Ich glaube, dass wir unsere Erfahrungen bei der Ausarbeitung der nächsten Klimarahmenkonvention berücksichtigen sollten. Wir werden davon ausgehen müssen, dass die Schwellenländer natürlich nicht sofort die gleiche Verantwortung übernehmen können. Aber eines ist auch klar: Ich kann mir nicht vorstellen, wenn wir zu einem gerechten Abkommen kommen wollen, dass die Schwellenländer eines Tages mehr CO2 pro Kopf emittieren dürfen, als wir in den Industrieländern. Das heißt also, es wird auf der Zeitachse einen bestimmten Punkt geben, an dem man den gleichen Pro-Kopf-Ausstoß erreicht haben wird, weil die Industrieländer ihr Pro-Kopf-Aufkommen an CO2 reduziert haben werden und der Pro-Kopf-CO2 -Ausstoß der Schwellenländer langsam gestiegen sein wird.

Nun liegt es auf der einen Seite an den Industrieländern, wie schnell sie ihn reduzieren, und auf der anderen Seite an den Schwellenländern, dass ihr Pro-Kopf-Ausstoß mit einem vernünftigen Wirtschaftswachstum nicht so schnell steigt. Daran sieht man, dass dem Einsatz von intelligenten Technologien die Tür offen steht, wenn wir diese Herausforderung ernst nehmen. Hierbei sehe ich riesige Kooperationschancen für Deutschland und Japan, weil beide Länder ein erhebliches Erfahrungspotenzial bei der Entwicklung solcher Technologien haben.

Für Umwelttechnologien kann es heute einen riesigen Markt geben. Wir in Deutschland haben damit auf den verschiedenen Gebieten auch jenseits der CO2 -Emissionen sehr gute Erfahrungen gemacht, z. B. bei der Abwasserreinigung, beim Recycling von Abfall, zukünftig natürlich auch bei den CO2 -Emissionen im Bereich der erneuerbaren Energien, aber auch im Bereich des Wärmeverbrauchs, also z. B. bei der Isolation von Häusern.
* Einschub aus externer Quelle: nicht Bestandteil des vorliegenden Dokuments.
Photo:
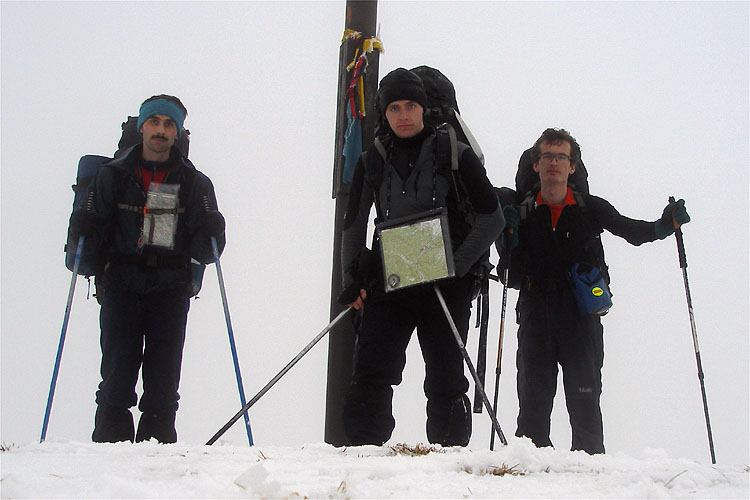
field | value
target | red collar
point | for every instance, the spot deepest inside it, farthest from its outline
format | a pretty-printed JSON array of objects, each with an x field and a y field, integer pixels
[{"x": 556, "y": 210}]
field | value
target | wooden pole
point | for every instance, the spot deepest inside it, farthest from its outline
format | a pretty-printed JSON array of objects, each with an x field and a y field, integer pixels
[{"x": 361, "y": 16}]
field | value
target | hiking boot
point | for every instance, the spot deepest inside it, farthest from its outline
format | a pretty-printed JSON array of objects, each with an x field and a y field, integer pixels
[
  {"x": 449, "y": 422},
  {"x": 157, "y": 425},
  {"x": 112, "y": 425}
]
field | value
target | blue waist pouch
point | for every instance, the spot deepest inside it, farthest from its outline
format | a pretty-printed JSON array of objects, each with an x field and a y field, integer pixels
[{"x": 590, "y": 290}]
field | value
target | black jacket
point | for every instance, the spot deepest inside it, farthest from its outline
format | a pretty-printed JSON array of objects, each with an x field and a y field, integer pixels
[
  {"x": 400, "y": 197},
  {"x": 118, "y": 194},
  {"x": 545, "y": 256}
]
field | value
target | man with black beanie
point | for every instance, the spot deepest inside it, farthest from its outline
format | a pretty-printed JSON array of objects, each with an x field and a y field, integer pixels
[{"x": 411, "y": 184}]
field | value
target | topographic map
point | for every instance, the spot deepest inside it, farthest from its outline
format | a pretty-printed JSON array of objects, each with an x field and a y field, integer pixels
[{"x": 414, "y": 254}]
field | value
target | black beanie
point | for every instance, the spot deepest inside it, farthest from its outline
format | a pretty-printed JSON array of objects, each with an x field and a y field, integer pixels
[{"x": 401, "y": 84}]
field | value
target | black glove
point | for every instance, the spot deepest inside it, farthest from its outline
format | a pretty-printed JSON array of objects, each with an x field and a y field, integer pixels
[
  {"x": 213, "y": 223},
  {"x": 350, "y": 293},
  {"x": 673, "y": 212},
  {"x": 82, "y": 222},
  {"x": 509, "y": 238}
]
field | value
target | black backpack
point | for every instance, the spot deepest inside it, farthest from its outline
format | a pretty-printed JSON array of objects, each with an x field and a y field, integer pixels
[
  {"x": 88, "y": 166},
  {"x": 441, "y": 114}
]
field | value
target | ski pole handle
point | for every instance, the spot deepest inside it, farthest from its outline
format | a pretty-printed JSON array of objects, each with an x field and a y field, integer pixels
[{"x": 680, "y": 241}]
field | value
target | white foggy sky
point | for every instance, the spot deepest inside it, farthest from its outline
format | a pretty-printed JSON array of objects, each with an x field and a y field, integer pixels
[{"x": 656, "y": 94}]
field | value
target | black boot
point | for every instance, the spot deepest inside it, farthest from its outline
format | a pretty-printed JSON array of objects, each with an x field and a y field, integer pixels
[
  {"x": 449, "y": 422},
  {"x": 112, "y": 425},
  {"x": 157, "y": 425}
]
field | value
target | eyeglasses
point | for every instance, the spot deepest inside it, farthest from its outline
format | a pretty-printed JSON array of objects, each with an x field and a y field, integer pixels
[{"x": 548, "y": 157}]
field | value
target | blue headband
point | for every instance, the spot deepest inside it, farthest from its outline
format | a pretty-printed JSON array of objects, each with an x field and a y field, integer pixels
[{"x": 161, "y": 107}]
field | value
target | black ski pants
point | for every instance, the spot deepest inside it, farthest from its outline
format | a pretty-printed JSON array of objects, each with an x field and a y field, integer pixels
[
  {"x": 552, "y": 332},
  {"x": 142, "y": 331},
  {"x": 387, "y": 324}
]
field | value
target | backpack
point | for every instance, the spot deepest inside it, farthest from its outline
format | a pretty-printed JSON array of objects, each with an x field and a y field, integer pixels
[{"x": 88, "y": 166}]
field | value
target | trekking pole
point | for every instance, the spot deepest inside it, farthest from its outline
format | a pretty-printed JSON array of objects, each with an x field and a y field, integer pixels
[
  {"x": 483, "y": 318},
  {"x": 465, "y": 354},
  {"x": 272, "y": 382},
  {"x": 60, "y": 345},
  {"x": 498, "y": 369},
  {"x": 230, "y": 331},
  {"x": 683, "y": 265}
]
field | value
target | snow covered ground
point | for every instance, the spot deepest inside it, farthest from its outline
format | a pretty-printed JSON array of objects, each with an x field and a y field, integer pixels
[{"x": 66, "y": 469}]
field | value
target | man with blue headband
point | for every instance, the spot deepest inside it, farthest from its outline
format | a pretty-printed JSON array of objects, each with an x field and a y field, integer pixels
[{"x": 153, "y": 215}]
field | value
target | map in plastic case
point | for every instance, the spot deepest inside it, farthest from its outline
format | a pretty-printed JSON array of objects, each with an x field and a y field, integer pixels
[{"x": 416, "y": 250}]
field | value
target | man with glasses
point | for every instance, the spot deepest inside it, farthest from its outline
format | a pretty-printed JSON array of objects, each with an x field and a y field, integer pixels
[{"x": 554, "y": 230}]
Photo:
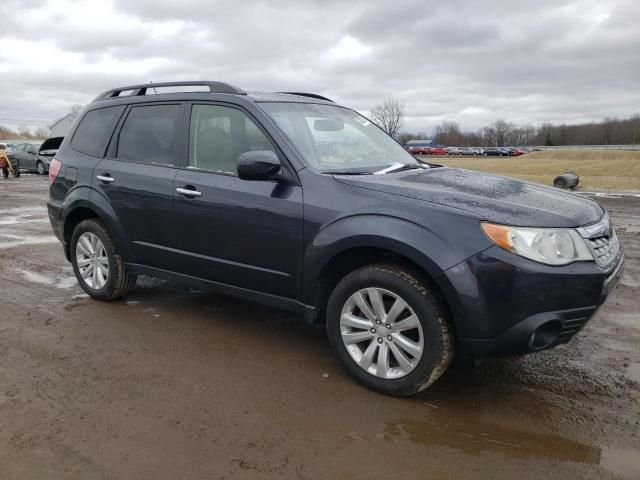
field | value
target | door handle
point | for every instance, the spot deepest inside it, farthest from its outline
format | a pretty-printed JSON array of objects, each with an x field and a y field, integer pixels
[{"x": 189, "y": 192}]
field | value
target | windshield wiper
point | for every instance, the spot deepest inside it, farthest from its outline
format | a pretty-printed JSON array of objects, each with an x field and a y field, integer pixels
[
  {"x": 346, "y": 172},
  {"x": 399, "y": 167}
]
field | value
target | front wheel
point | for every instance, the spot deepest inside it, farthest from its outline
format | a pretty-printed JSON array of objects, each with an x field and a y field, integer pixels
[
  {"x": 389, "y": 330},
  {"x": 96, "y": 263}
]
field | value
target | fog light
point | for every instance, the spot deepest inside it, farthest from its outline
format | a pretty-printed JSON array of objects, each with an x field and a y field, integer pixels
[{"x": 545, "y": 335}]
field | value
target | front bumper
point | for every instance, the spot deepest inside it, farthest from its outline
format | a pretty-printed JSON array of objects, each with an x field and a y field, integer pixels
[{"x": 507, "y": 305}]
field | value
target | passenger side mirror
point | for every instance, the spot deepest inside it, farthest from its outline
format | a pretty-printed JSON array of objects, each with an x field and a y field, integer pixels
[{"x": 258, "y": 165}]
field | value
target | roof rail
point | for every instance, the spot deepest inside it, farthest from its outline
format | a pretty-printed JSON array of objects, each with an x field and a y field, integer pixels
[
  {"x": 311, "y": 95},
  {"x": 140, "y": 90}
]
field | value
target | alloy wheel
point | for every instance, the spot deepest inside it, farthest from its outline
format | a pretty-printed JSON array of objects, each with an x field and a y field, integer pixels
[
  {"x": 92, "y": 260},
  {"x": 382, "y": 333}
]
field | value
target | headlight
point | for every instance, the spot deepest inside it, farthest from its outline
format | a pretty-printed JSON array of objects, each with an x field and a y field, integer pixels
[{"x": 553, "y": 246}]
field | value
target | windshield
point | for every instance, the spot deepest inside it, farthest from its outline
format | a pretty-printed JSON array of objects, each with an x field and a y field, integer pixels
[{"x": 333, "y": 139}]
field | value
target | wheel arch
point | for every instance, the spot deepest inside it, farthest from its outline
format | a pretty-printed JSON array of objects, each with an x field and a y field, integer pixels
[
  {"x": 81, "y": 209},
  {"x": 326, "y": 264}
]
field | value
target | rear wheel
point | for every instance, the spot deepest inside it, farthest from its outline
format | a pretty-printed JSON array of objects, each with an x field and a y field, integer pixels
[
  {"x": 96, "y": 263},
  {"x": 389, "y": 330}
]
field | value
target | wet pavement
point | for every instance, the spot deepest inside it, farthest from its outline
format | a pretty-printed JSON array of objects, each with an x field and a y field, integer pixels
[{"x": 173, "y": 382}]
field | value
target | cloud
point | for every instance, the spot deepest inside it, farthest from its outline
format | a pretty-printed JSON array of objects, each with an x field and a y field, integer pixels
[{"x": 528, "y": 62}]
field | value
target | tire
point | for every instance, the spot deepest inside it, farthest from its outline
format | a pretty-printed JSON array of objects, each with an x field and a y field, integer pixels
[
  {"x": 117, "y": 282},
  {"x": 395, "y": 376}
]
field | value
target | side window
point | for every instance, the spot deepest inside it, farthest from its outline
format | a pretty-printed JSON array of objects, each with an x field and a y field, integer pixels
[
  {"x": 150, "y": 134},
  {"x": 219, "y": 135},
  {"x": 93, "y": 133}
]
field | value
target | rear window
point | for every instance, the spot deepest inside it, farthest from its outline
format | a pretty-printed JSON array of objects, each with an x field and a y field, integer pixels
[{"x": 93, "y": 133}]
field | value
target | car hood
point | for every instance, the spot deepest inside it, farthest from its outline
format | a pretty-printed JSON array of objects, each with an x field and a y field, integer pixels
[{"x": 497, "y": 199}]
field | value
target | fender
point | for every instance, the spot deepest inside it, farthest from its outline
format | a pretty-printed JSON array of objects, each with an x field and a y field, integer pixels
[
  {"x": 430, "y": 251},
  {"x": 87, "y": 197}
]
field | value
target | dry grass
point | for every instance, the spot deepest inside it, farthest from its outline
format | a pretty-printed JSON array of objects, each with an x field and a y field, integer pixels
[{"x": 608, "y": 169}]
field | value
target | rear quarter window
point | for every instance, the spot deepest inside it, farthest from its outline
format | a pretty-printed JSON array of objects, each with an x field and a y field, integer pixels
[{"x": 93, "y": 133}]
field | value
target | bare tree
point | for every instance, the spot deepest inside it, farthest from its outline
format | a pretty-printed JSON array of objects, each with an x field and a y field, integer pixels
[
  {"x": 389, "y": 116},
  {"x": 448, "y": 133},
  {"x": 41, "y": 132}
]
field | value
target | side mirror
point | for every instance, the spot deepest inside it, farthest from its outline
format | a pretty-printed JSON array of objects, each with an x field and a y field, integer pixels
[{"x": 258, "y": 165}]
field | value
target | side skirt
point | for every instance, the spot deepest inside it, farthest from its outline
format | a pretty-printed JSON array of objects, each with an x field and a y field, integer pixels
[{"x": 307, "y": 312}]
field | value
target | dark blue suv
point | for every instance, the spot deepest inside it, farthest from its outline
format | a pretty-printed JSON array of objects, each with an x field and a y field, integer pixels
[{"x": 293, "y": 201}]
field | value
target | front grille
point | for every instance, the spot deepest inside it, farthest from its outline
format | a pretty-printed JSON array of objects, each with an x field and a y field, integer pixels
[
  {"x": 602, "y": 241},
  {"x": 605, "y": 249},
  {"x": 570, "y": 328}
]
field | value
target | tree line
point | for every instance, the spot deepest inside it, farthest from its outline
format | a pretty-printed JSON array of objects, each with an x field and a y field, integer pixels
[
  {"x": 23, "y": 133},
  {"x": 389, "y": 116},
  {"x": 501, "y": 133}
]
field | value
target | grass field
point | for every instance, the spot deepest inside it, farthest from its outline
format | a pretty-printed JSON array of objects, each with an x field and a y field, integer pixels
[{"x": 602, "y": 170}]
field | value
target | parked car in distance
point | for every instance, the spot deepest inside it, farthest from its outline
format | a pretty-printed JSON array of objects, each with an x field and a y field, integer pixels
[
  {"x": 493, "y": 152},
  {"x": 26, "y": 154},
  {"x": 419, "y": 150},
  {"x": 452, "y": 150},
  {"x": 405, "y": 264},
  {"x": 467, "y": 151},
  {"x": 437, "y": 151},
  {"x": 46, "y": 153}
]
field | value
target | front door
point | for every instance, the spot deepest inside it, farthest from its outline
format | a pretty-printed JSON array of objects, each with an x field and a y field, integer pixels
[{"x": 242, "y": 233}]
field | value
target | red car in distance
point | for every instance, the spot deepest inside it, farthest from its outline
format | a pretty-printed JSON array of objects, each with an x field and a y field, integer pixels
[
  {"x": 427, "y": 151},
  {"x": 438, "y": 151}
]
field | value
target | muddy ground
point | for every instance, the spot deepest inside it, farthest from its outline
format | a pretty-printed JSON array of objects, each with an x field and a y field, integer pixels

Wenn Herr Hambrecht nachher auf dem Podium sitzen wird, wird die Rede vielleicht auch einmal darauf kommen, welche herausragenden Dämmstoffe die BASF inzwischen herstellen kann.

Es wird immer, wenn es um CO2 -Reduktionen geht, sehr schnell über die Stromwirtschaft und über die große Industrie gesprochen. Aber wenn wir einmal schauen, wo in unseren Gesellschaften CO2 -Emissionen entstehen, dann gilt das sehr stark für den Wärmeverbrauch, respektive im Sommer für die Kälteerzeugung. In Japan hat man ja im Augenblick eher das Problem, wie man es kühler bekommt. Deshalb ist auch der Modeartikel Schlips etwas in den Hintergrund getreten und schon wird die Klimaanlage jetzt etwas weniger gebraucht. Aber bei intelligenter Isolierung der Häusersubstanz kann man das z. B. sehr viel besser ausgleichen. Ich habe in China immer wieder gesagt, dass in einem Land, in dem noch so viel Wohnungsbau stattfinden wird bei uns findet ja nicht mehr so viel Wohnungsbau statt, die Potenziale dafür natürlich riesig sind. Wenn wir schnell zu der Einführung bestimmter Normen kommen, dann können wir Fehler, die wir alle gemacht haben, vermeiden und gleich in die Zukunft schauen.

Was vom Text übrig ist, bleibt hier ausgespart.